Wednesday, February 20, 2008

Diamond Ring formation is Not a problem But a solution

Many a times in C++ people ( mostly interviewers ) ask : What is Diamond Ring problem?
The reply should be : It is not a problem rather a solution.
Scenario : When there is a common base class inherited by a child from immediate base classes. It leads to ambiguity. For e.g., Consider this situiation
class B : public A {};
class C : public A {};
class D : public B, public C {} //this leads to two instances of A in D , one from B another from C

The diagram looks like :
A A
\ /
B C
\ /
D
This causes two instances of A to be in D. Which leads to ambiguity problem the moment you create an instance of D.

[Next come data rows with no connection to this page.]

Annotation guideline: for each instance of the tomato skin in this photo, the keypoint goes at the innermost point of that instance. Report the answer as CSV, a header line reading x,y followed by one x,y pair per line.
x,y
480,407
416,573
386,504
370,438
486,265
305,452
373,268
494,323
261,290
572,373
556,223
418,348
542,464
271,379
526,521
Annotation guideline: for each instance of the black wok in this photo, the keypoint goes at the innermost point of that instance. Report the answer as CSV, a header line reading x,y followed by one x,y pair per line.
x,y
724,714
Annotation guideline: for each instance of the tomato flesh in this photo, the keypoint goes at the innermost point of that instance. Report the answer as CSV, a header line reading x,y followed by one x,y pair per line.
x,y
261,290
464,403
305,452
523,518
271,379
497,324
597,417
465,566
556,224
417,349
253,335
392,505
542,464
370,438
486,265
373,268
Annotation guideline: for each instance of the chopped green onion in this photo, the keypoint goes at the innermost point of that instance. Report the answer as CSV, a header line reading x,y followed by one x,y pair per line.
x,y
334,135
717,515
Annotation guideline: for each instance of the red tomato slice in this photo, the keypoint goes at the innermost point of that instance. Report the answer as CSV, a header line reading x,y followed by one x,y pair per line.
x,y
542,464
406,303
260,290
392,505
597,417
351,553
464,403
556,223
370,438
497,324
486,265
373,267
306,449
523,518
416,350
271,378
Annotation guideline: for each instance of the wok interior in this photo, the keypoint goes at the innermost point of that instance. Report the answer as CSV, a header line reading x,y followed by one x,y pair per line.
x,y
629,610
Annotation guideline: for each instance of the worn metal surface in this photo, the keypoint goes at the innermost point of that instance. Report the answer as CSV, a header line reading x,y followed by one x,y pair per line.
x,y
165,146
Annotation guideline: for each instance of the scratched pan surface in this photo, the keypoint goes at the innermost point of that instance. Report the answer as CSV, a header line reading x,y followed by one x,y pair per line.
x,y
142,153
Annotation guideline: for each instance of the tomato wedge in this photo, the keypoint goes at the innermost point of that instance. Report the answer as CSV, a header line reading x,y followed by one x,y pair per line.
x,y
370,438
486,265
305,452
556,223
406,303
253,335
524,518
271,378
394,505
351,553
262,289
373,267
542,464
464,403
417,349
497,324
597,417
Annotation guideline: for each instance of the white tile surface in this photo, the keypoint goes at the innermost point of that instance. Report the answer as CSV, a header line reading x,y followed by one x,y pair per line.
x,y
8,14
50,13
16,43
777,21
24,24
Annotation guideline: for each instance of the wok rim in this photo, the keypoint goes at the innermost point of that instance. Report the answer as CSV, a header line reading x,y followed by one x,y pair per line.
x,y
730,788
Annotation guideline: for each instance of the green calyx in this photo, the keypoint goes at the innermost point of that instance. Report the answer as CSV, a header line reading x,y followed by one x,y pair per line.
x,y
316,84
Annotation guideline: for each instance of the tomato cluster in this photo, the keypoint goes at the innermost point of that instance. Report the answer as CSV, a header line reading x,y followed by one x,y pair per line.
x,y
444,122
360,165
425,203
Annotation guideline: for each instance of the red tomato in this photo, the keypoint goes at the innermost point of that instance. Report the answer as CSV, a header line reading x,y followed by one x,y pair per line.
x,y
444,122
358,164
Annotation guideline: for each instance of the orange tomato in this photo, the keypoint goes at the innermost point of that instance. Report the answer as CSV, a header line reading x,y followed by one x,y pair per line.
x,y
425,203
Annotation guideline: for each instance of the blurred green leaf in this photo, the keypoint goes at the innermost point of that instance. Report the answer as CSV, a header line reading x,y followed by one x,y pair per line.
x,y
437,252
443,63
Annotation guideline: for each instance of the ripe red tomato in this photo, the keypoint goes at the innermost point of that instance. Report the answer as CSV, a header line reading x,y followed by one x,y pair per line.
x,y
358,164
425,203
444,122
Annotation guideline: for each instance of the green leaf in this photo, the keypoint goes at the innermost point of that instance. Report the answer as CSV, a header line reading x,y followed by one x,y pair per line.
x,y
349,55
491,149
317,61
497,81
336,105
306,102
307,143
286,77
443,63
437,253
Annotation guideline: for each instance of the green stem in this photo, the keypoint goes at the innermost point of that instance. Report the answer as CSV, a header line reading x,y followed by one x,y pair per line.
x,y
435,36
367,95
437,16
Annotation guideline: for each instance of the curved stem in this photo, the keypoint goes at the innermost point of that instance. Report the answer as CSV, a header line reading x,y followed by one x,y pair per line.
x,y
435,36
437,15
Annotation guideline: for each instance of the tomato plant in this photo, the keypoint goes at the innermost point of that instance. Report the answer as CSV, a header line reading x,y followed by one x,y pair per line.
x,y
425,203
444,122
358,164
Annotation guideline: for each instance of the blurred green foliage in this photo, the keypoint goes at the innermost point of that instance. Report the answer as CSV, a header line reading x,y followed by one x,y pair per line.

The way to resolve is A should be inherited to B and C virtually.
i.e
class B : virtual public A {}
class C : public virtual A {}
class D : public B, public C {}

When it is virtual inheritance, it differs from normal inheritance. Standard doesn't talk about how to implement it. But the behavior is when you create any child class' object in the hierarchy what is guaranteed is the A class' constructor gets called directly from the child class ( I will write another post as how to create final class in C++ using virtual inheritance ).
In case of virtual inheritance the diagram would look like (diamond ring). This solves the ambiguity problem by having reference to A in B and C and not the instance of A.

A
/ \
B C
\ /
D

Final wordings : Diamond ring is actually a solution and not a problem.